Let $(M,g)$ be a smooth Riemannian manifold. A scalar field in $(M,g)$ is merely a map $\phi:M\to \mathbb{R}$. Under a diffeomorphism $f:(M,g)\to (M,g)$ it transforms to $\phi' = \phi\circ f$. We then have the coordinate expression: $$\phi'(x')=\phi(x).\tag{1}$$
We can also say that $\phi$ is a section of the trivial bundle $M\times \mathbb{R}$ which sends $p\mapsto (p,\phi(p))$.
Now let $f:(M,g)\to (M,g)$ a conformal map with scale factor $\Omega$. This means we have $f^\ast g=\Omega^2g$. A scalar field of weight $\Delta$ transforms, in coordinates, as $$\phi'(x')=\Omega^{-\Delta}(x)\phi(x)\tag{2}.$$
My question here is: what is the underlying geometrical structure that gives rise to this transformation law? Is there some bundle in which $\phi$ is a section so that the conformal factor naturally appears when transforming the section in an appropriate way?
To compare: the transformation law of a scalar naturally follows from $\phi' = f^\ast \phi$ expressed in coordinates. More generally for tensor fields of arbitrary rank, the usual transformation law under general coordinate transformations follows from the geometric transformation using the pullback $f^\ast$ and pushforward maps $f_\ast$. I wanted to know if we have something like that for transformation under conformal maps.

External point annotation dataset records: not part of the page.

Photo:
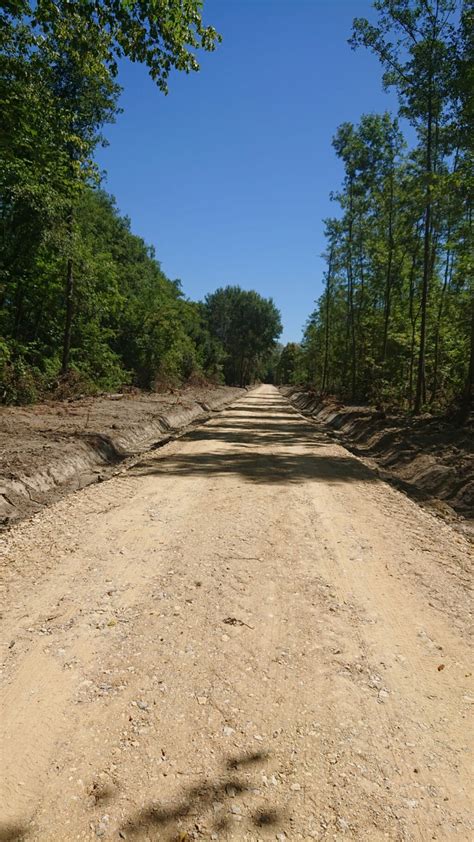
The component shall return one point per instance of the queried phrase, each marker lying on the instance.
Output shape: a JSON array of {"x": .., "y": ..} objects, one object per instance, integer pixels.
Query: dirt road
[{"x": 245, "y": 637}]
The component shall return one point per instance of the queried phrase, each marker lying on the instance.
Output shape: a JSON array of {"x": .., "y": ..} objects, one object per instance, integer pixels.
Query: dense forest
[
  {"x": 84, "y": 303},
  {"x": 395, "y": 322}
]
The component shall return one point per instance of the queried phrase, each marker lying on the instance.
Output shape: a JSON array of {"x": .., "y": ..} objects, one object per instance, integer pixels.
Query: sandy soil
[
  {"x": 247, "y": 636},
  {"x": 48, "y": 450},
  {"x": 430, "y": 458}
]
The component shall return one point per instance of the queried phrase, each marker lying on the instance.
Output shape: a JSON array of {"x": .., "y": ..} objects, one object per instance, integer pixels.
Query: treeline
[
  {"x": 130, "y": 325},
  {"x": 395, "y": 323},
  {"x": 84, "y": 304}
]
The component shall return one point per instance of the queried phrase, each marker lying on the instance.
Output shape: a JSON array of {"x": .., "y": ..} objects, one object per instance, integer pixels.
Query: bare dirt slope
[
  {"x": 48, "y": 450},
  {"x": 247, "y": 636}
]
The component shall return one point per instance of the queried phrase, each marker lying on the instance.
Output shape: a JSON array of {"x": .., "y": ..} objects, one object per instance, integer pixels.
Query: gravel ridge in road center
[{"x": 247, "y": 636}]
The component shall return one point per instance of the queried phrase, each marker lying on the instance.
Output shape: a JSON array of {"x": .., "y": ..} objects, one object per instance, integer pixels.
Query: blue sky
[{"x": 229, "y": 175}]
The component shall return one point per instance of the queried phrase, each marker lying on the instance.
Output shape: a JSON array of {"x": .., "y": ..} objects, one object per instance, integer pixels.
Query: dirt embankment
[
  {"x": 50, "y": 449},
  {"x": 245, "y": 637},
  {"x": 428, "y": 458}
]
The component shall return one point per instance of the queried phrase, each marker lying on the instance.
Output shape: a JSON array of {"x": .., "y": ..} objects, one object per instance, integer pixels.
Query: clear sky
[{"x": 229, "y": 175}]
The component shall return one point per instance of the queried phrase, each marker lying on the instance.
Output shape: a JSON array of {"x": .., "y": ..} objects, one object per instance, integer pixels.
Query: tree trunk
[
  {"x": 427, "y": 258},
  {"x": 447, "y": 275},
  {"x": 69, "y": 296},
  {"x": 327, "y": 326},
  {"x": 350, "y": 280},
  {"x": 388, "y": 280}
]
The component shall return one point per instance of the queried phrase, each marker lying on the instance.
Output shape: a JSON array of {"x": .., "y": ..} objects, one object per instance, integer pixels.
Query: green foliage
[
  {"x": 395, "y": 320},
  {"x": 247, "y": 327}
]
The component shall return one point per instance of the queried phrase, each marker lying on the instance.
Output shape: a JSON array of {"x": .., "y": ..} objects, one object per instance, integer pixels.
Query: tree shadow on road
[
  {"x": 12, "y": 832},
  {"x": 181, "y": 818}
]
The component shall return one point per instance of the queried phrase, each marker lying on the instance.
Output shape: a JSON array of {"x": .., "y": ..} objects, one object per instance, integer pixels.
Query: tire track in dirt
[{"x": 239, "y": 639}]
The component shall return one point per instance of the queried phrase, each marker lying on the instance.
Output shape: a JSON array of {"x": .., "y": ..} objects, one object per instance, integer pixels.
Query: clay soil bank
[
  {"x": 429, "y": 458},
  {"x": 50, "y": 449},
  {"x": 246, "y": 636}
]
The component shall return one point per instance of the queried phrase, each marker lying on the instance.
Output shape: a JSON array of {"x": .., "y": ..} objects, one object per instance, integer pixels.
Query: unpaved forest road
[{"x": 247, "y": 636}]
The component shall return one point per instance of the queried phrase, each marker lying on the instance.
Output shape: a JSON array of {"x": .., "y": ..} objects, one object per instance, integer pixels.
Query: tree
[
  {"x": 247, "y": 327},
  {"x": 414, "y": 41}
]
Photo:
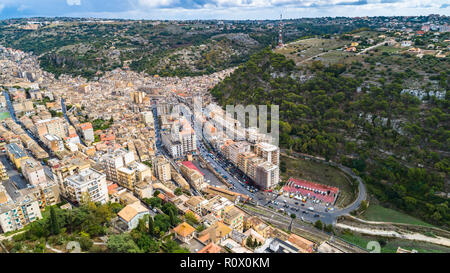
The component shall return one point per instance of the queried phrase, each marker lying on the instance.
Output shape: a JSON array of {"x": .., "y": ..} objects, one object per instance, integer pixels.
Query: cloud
[
  {"x": 73, "y": 2},
  {"x": 218, "y": 9}
]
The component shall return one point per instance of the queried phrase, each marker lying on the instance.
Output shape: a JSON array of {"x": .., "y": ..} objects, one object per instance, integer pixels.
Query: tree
[
  {"x": 178, "y": 191},
  {"x": 151, "y": 226},
  {"x": 147, "y": 244},
  {"x": 318, "y": 224},
  {"x": 122, "y": 243}
]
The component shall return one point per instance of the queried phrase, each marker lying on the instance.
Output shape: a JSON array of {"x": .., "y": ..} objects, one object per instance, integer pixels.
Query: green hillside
[{"x": 395, "y": 141}]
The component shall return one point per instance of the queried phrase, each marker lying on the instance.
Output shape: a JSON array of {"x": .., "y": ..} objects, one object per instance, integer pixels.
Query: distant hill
[
  {"x": 88, "y": 48},
  {"x": 356, "y": 113}
]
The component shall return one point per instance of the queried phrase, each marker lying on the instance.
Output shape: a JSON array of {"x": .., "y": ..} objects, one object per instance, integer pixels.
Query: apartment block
[
  {"x": 87, "y": 183},
  {"x": 162, "y": 168},
  {"x": 33, "y": 171}
]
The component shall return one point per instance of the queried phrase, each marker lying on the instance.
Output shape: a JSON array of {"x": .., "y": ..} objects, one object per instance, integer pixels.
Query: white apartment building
[
  {"x": 147, "y": 117},
  {"x": 87, "y": 182},
  {"x": 33, "y": 171},
  {"x": 52, "y": 126},
  {"x": 269, "y": 152},
  {"x": 162, "y": 168},
  {"x": 267, "y": 175},
  {"x": 114, "y": 160},
  {"x": 181, "y": 140},
  {"x": 17, "y": 214}
]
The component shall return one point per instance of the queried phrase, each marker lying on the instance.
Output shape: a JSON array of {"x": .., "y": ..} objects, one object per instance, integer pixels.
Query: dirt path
[{"x": 394, "y": 234}]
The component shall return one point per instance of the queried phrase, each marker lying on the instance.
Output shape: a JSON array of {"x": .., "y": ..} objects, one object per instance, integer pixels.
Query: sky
[{"x": 219, "y": 9}]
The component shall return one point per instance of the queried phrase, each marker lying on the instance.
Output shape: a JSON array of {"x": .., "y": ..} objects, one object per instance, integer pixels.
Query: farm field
[{"x": 382, "y": 214}]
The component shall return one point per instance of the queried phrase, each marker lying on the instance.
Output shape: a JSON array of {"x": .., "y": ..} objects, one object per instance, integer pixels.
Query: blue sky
[{"x": 218, "y": 9}]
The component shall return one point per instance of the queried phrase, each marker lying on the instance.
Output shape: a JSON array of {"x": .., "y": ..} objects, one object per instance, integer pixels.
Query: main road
[{"x": 267, "y": 199}]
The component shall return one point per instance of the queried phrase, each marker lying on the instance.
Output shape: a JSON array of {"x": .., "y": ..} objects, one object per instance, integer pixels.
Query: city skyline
[{"x": 218, "y": 9}]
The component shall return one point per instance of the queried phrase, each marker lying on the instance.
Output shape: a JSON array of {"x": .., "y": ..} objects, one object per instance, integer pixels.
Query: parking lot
[
  {"x": 210, "y": 178},
  {"x": 16, "y": 181}
]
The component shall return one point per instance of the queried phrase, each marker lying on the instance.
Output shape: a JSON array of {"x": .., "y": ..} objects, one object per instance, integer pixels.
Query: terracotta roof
[
  {"x": 210, "y": 248},
  {"x": 184, "y": 229},
  {"x": 130, "y": 211},
  {"x": 3, "y": 197}
]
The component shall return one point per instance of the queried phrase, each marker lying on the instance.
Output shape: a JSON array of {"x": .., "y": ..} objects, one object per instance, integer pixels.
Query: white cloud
[
  {"x": 157, "y": 3},
  {"x": 73, "y": 2}
]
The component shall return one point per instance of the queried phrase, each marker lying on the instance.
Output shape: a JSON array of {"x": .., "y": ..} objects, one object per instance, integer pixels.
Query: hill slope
[{"x": 398, "y": 143}]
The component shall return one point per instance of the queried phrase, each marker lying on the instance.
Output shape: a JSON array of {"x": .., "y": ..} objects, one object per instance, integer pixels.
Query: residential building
[
  {"x": 162, "y": 168},
  {"x": 33, "y": 171},
  {"x": 132, "y": 213},
  {"x": 3, "y": 173},
  {"x": 184, "y": 232},
  {"x": 267, "y": 175},
  {"x": 87, "y": 131},
  {"x": 87, "y": 183},
  {"x": 234, "y": 218},
  {"x": 114, "y": 160},
  {"x": 15, "y": 154}
]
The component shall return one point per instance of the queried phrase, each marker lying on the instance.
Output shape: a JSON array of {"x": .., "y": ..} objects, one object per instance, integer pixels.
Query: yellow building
[
  {"x": 234, "y": 217},
  {"x": 15, "y": 154},
  {"x": 3, "y": 173}
]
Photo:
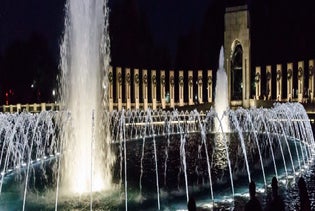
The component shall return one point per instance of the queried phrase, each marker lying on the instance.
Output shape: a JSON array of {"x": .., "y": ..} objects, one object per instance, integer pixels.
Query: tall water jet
[
  {"x": 221, "y": 103},
  {"x": 84, "y": 60}
]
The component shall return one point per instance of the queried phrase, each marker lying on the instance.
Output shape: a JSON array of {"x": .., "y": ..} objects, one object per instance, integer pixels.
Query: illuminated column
[
  {"x": 209, "y": 82},
  {"x": 200, "y": 86},
  {"x": 162, "y": 92},
  {"x": 136, "y": 87},
  {"x": 269, "y": 84},
  {"x": 153, "y": 89},
  {"x": 172, "y": 90},
  {"x": 300, "y": 80},
  {"x": 311, "y": 80},
  {"x": 119, "y": 87},
  {"x": 257, "y": 82},
  {"x": 110, "y": 89},
  {"x": 279, "y": 82},
  {"x": 181, "y": 88},
  {"x": 290, "y": 90},
  {"x": 128, "y": 88},
  {"x": 190, "y": 87},
  {"x": 145, "y": 88}
]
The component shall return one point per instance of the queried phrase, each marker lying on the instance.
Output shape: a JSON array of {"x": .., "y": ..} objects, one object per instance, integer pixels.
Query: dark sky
[{"x": 157, "y": 33}]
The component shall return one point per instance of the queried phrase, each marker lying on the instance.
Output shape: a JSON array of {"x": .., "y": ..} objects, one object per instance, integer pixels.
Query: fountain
[{"x": 65, "y": 160}]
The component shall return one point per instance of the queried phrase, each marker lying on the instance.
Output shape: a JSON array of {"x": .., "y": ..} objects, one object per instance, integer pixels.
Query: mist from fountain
[{"x": 86, "y": 164}]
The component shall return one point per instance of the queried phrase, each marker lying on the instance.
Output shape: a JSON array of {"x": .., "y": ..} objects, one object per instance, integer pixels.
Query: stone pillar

What comes to mind is a possible construction of some "bundle of conformal frames", a principal ${\rm Conf}(M,g)$-bundle over $M$, such that $\phi$ is a section of some associated bundle by the appropriate representation of ${\rm Conf}(M,g)$. In particular, the dimension $\Delta$ is encoded in the representation in which $\phi$ transforms. I just don't know how to make this precise yet.
Your $\phi$ is a section of the conformal density bundle of weight $-\Delta$. Curry and Gover wrote a nice introduction to conformal geometry which explains this well (the hyperlink goes to the page where density bundles are defined).